EXHIBITION

Blueprint

Storefront for Art and Architecture, New York, New York, 01/24/2015 - 03/21/2015

97 Kenmare Street

ABOUT

 “Now, however long a time may pass, according to the eternal laws governing the combinations of this eternal play of repetition, all configurations that have previously existed on this earth must yet meet, attract, repulse, kiss, and corrupt each other again...” H. Heine
 
The origin, the place of departure, is a place only identifiable in a journey of return. As a fiction or a fact, the beginning of things, the source, that place of origination, has been a recurring concept in the development and construction of cultures throughout time. BLUEPRINT is an exhibition that asks individuals from the world of art and architecture to embark on a trip of self-reflection to identify a place of origination for their work in the literal and metaphorical form of a blueprint.

Presented as an attempt to understand a series of artistic practices from the subjective to the collective, the exhibition can not only be seen as a collection of blueprints but also as a collection of anecdotes.

As a curatorial metonym, the medium in BLUEPRINT works as frame, format and content. The 50 pieces, dating from 1961 to 2013, are presented as traces willing to bring clarity to a work, a practice and a context. Far from literal readings, there is a flickering nature to the works constantly drawing vectors outside of the gallery walls. Each blueprint is charged and punctuated with a double or triple temporality. Not complete in themselves, each of the pieces is relative to the point in time that the work was created, in relation to the trajectory of each one of the artists, and to the point in time the artist selected it as ablueprint of their past or contemporary work. The exhibition is filled with contradictions and paradoxes.

The works are at once self-referential and representational, present and past. From early traces of sustainable thought in Jaime Lerner’s Maringá stadium to the cloud-cotton-rower of Vik Muniz to the Bikini Brawl by Dana Hoey exploring the concept of “female” to the angelical MOS diagram (presented at Storefront previously two years ago), all works participate in a diachronic fashion in the construction of multiple narratives, rarely overlapping in content or scope.

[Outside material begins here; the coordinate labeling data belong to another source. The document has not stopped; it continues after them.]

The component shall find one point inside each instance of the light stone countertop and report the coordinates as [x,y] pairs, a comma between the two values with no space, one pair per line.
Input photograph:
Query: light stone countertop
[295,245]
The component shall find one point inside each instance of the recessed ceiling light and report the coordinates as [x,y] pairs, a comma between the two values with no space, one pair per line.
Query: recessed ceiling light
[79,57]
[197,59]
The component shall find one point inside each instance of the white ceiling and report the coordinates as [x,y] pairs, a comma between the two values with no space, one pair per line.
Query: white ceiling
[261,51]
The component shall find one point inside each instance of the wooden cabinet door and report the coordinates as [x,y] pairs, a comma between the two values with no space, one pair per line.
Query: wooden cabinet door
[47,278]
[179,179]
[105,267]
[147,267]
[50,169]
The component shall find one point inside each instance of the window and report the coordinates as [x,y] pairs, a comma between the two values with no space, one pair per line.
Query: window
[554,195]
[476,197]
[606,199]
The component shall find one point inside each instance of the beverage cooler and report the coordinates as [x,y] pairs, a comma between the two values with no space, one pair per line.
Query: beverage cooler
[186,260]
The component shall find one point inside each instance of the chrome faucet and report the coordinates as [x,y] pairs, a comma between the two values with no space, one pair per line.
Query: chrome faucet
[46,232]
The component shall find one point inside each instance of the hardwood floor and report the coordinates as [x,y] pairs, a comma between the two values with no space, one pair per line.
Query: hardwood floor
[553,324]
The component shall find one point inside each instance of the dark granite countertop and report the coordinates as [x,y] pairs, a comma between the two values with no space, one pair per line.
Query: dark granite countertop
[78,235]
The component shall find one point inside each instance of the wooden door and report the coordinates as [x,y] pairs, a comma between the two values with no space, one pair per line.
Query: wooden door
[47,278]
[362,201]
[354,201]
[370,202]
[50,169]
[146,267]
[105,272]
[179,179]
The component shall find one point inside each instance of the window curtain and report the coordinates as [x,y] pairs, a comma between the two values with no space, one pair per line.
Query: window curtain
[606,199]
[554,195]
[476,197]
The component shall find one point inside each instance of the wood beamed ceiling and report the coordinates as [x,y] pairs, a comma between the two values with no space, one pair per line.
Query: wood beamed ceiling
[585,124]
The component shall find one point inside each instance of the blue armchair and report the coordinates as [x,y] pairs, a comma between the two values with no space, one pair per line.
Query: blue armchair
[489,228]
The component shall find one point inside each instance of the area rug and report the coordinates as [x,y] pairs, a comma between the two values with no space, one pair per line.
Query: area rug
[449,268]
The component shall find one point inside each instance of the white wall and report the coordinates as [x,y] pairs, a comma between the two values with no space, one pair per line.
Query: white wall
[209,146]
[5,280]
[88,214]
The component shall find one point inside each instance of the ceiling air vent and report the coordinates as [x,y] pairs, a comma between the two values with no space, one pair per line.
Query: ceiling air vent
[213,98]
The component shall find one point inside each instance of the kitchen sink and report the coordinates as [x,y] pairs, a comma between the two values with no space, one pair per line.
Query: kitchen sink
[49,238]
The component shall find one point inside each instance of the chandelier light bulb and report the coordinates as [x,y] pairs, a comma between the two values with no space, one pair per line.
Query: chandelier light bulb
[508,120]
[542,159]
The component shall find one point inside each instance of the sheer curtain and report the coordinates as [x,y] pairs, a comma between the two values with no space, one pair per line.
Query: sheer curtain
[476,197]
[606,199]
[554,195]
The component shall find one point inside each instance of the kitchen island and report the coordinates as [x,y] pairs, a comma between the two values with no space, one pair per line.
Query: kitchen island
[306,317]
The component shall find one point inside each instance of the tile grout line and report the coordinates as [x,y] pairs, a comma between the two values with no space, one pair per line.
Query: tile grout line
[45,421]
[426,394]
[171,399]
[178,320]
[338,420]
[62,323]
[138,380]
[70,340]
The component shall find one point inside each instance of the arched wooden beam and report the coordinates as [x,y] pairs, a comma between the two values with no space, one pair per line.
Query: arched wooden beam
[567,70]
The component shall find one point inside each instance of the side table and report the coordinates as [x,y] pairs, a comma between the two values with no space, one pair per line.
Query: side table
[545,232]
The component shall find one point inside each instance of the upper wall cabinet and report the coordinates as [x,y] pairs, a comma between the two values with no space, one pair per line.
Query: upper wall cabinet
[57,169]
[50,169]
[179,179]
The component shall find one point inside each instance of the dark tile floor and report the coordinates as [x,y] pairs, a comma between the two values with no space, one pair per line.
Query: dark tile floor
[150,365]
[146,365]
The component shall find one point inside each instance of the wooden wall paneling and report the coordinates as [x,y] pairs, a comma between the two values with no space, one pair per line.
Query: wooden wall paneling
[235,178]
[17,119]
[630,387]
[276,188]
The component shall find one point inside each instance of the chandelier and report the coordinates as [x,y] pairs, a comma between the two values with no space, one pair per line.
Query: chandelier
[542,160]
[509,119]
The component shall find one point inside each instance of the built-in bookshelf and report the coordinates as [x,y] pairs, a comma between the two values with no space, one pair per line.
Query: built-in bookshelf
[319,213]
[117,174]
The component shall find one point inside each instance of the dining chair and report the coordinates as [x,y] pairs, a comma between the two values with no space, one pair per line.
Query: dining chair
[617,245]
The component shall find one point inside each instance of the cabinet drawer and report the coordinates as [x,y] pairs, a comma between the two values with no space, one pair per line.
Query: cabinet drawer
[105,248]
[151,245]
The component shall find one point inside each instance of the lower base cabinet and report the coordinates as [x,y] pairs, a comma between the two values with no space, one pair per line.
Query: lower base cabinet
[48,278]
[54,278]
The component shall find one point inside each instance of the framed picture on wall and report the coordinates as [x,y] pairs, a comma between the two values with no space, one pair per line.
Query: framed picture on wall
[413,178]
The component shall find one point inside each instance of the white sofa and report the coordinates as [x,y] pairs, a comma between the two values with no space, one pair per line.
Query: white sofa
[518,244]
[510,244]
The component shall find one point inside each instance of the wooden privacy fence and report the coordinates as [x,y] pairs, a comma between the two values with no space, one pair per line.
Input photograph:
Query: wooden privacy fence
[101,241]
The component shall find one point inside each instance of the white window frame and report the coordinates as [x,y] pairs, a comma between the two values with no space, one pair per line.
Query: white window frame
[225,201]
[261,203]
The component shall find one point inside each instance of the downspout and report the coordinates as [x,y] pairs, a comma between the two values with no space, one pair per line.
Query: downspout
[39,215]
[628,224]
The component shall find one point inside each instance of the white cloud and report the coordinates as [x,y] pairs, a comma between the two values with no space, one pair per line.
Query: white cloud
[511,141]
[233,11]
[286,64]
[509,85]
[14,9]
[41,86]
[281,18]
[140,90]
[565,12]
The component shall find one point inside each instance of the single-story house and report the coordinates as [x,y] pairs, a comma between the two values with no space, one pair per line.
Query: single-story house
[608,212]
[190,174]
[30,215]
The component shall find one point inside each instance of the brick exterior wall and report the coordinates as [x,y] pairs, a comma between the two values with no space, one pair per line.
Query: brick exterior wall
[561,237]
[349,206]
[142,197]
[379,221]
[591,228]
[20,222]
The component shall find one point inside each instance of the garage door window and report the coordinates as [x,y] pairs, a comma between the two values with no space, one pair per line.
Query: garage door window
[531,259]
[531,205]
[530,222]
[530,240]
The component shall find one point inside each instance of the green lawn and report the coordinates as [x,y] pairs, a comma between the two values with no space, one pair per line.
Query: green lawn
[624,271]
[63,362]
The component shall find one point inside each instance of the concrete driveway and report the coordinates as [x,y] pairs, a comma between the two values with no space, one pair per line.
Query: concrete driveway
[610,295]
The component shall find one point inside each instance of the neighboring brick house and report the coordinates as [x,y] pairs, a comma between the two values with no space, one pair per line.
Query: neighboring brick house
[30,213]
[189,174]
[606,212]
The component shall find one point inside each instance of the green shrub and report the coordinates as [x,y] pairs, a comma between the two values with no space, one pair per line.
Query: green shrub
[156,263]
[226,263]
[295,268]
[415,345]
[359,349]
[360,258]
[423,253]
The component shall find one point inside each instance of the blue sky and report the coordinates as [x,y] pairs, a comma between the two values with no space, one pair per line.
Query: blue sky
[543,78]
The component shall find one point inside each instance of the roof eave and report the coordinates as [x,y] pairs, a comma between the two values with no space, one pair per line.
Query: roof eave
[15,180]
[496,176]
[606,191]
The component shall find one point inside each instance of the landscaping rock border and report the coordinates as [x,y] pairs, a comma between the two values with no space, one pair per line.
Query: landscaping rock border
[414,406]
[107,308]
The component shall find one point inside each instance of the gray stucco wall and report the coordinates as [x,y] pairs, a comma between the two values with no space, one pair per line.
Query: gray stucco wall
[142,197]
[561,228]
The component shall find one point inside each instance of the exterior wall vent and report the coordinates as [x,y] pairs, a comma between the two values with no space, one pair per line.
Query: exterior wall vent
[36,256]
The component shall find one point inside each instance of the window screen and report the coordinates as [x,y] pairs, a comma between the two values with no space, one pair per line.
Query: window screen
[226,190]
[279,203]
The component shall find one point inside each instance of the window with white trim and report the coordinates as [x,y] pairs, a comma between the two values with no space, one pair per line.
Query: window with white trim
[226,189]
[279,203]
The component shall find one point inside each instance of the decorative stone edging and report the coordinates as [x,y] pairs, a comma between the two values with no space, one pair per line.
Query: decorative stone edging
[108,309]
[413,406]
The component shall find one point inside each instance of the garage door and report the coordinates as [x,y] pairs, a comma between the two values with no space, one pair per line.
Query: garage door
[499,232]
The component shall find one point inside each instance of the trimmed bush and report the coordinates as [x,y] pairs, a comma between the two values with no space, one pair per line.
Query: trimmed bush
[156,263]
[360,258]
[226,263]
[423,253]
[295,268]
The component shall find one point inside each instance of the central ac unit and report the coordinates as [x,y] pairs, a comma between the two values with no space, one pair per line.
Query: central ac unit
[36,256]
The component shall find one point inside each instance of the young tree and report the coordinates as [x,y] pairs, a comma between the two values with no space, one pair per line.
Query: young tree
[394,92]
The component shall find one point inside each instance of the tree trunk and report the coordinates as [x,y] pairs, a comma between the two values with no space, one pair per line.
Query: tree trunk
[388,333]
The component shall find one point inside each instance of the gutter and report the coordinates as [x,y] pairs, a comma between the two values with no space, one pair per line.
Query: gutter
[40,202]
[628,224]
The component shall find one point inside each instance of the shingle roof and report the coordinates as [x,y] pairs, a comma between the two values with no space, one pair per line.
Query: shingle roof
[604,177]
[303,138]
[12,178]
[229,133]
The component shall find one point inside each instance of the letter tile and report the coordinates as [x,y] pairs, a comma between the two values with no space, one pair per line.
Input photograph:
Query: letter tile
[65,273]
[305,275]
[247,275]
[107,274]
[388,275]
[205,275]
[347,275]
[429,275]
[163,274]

While usually it is the role of the critic to identify the relevance of a work of art in relation to a trajectory or a historical moment, in this exhibition the curators, Sebastiaan Bramer, Florian Idenburg and Jing Liu as provocateurs or journalists, have asked the artists and architects to create a space of intimacy, to identify and create a space of legibility to let the viewer see behind the mind of the artists from where to start reading an entire body of work. Similarly to a televised intimate interview series, the exhibition is simultaneously serious and frivolous.

With an installation by SO-IL, BLUEPRINT leaves the gallery totally open, yet perpetually closed and fixed. Wrapped in time and in space, the Acconci-Holl façade opens its doors permanently to the works that –while present in the show by reference– are outside the gallery walls. The space looses its literal operational transparency to become a white, translucent icon of its curatorial aspirations. Rendering everything on either side as a world of shadows, the installation denies the spatial properties and the implications of the processional exit of the platonic cave towards a world of truth.

In BLUEPRINT, the quest for the truth takes you into two equally shadowed sides.